2025年10月に迎えたWindows 10 EOS(サポート終了)に伴うWindows 11搭載PCへのリプレース需要が大きく伸び、MM総研の調査によると2025年度の国内PC出荷台数は過去最大を記録したという。その直後となる今年は、特需の反動としてPCの需要が大きく減少することを、これまでのEOSの経験から理解している。しかし法人市場においては、その落ち込みは想定よりも緩やかな印象がある。需要を下支えしているのはデジタルトランスフォーメーション(DX)とAIの二つの要素だろう。特にAIは人手不足や人材不足を補う唯一の手段と理解されており、業種や規模を問わず企業や組織においてAIの活用が必須の状況となっている。そのAIの活用に欠かせないのがAI PCだ。法人向けではすでにAI PCの普及が進んでいるが、一方で目を見張る加速感は感じられない。しかしAI PCの普及を加速させるニュースが報じられた。4月16日にインテルがAI PC向けプロセッサーの新製品を発表したのだ。この新しいプロセッサーは法人市場におけるAI PC普及の起爆剤になりそうだ。

EOS終了後もAIが需要を喚起
国内法人向けPC市場は成長軌道

 MM総研の調査によると2025年度(2025年4月〜2026年3月)の国内PC出荷台数は過去最大となる前年度比32.6%増の1,805.9万台を記録した。その中で法人向けは前年度比33.6%増の1,349.1万台を占める。いずれの前年度比で30%以上の大幅な増加となっているが、前年度の出荷台数も大きい。

 2024年度(2024年4月〜2025年3月)の国内PC出荷台数は前年度比約26%増の1,361.7万台で、そのうち法人向けが前年度比約36%増の1,009.9万台だった。数字が続いてしまうが、さらにその前年度の2023年度(2023年4月〜2024年3月)は全体で1,079.5万台、法人向けは740.2万台だった。こちらもMM総研の調査となる。

 さらにMM総研は2026年度の国内PC出荷台数について全体で1,123万台、法人向けが807万台になると予測している。この予測では2025年度比で全体が37.8%減、法人向けが40.2%減という、大幅に需要が縮小することを示している。この予測に悲観しかないのだろうか。

 2023年度当時、企業でDX推進が加速し、またWindows 10 EOSに向けたリプレース需要が伸びていた。2023年度の国内PC出荷台数は全体で1,079.5万台であったのに対して、2026年度は需要が大幅に縮小した結果、全体で1,123万台と予測されており、法人向けも807万台(2023年度は740.2万台)の予測である。市場規模は確実に底上げされていると言えまいか。

 ただしMM総研は2026年度の出荷台数減少について「2025年末ごろからのメモリーなどのパーツ価格高騰に伴うPC価格上昇への懸念」や「今後も新製品を中心に断続的な値上げが予想され、価格は前年度比20%超の上昇となる公算が高い」など、価格に関する需要への影響を指摘している。

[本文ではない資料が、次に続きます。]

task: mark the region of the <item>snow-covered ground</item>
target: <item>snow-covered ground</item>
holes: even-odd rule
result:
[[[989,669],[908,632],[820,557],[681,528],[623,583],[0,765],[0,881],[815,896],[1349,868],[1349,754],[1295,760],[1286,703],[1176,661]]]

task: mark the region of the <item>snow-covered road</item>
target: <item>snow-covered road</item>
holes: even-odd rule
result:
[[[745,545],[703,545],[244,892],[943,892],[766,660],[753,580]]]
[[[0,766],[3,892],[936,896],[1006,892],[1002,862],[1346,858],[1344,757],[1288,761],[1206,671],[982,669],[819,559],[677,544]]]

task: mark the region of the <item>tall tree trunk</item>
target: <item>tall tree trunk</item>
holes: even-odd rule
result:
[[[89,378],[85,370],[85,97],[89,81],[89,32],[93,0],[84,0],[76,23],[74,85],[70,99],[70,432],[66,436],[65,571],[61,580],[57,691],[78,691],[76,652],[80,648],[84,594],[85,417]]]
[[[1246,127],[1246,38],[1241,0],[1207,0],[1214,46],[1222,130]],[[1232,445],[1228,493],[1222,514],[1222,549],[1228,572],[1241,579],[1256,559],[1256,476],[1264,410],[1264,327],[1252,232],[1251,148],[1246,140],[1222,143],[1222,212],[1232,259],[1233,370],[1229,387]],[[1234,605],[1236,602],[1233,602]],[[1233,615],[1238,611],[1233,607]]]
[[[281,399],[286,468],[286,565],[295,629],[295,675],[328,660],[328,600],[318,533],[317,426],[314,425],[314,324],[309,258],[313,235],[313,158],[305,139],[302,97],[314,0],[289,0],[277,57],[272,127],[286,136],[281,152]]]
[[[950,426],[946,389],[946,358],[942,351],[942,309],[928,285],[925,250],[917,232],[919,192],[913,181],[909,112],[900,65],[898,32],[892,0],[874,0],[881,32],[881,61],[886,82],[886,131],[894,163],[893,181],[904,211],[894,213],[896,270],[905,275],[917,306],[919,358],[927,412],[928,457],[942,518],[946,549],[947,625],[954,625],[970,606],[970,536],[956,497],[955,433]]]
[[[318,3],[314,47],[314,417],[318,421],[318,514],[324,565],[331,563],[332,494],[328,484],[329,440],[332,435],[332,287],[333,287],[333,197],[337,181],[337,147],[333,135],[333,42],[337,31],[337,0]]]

 つまりEOSによって需要が先取りされ、特需後に落ち込むという影響はあるにしても、DX推進やAI活用の進展によって法人市場のPC需要は底堅い。しかしPCの価格が高騰しているため、本来の需要が実績につながっていない部分もあるとみることもできる。

 インテルが日本を含む全23の国と地域に在住の5,050名のビジネスパーソンを対象に2025年5月に実施した「AI PCグローバルレポート」によると、AI PCへの理解度について、日本は52%が「よく理解している」もしくは「理解している」と回答した。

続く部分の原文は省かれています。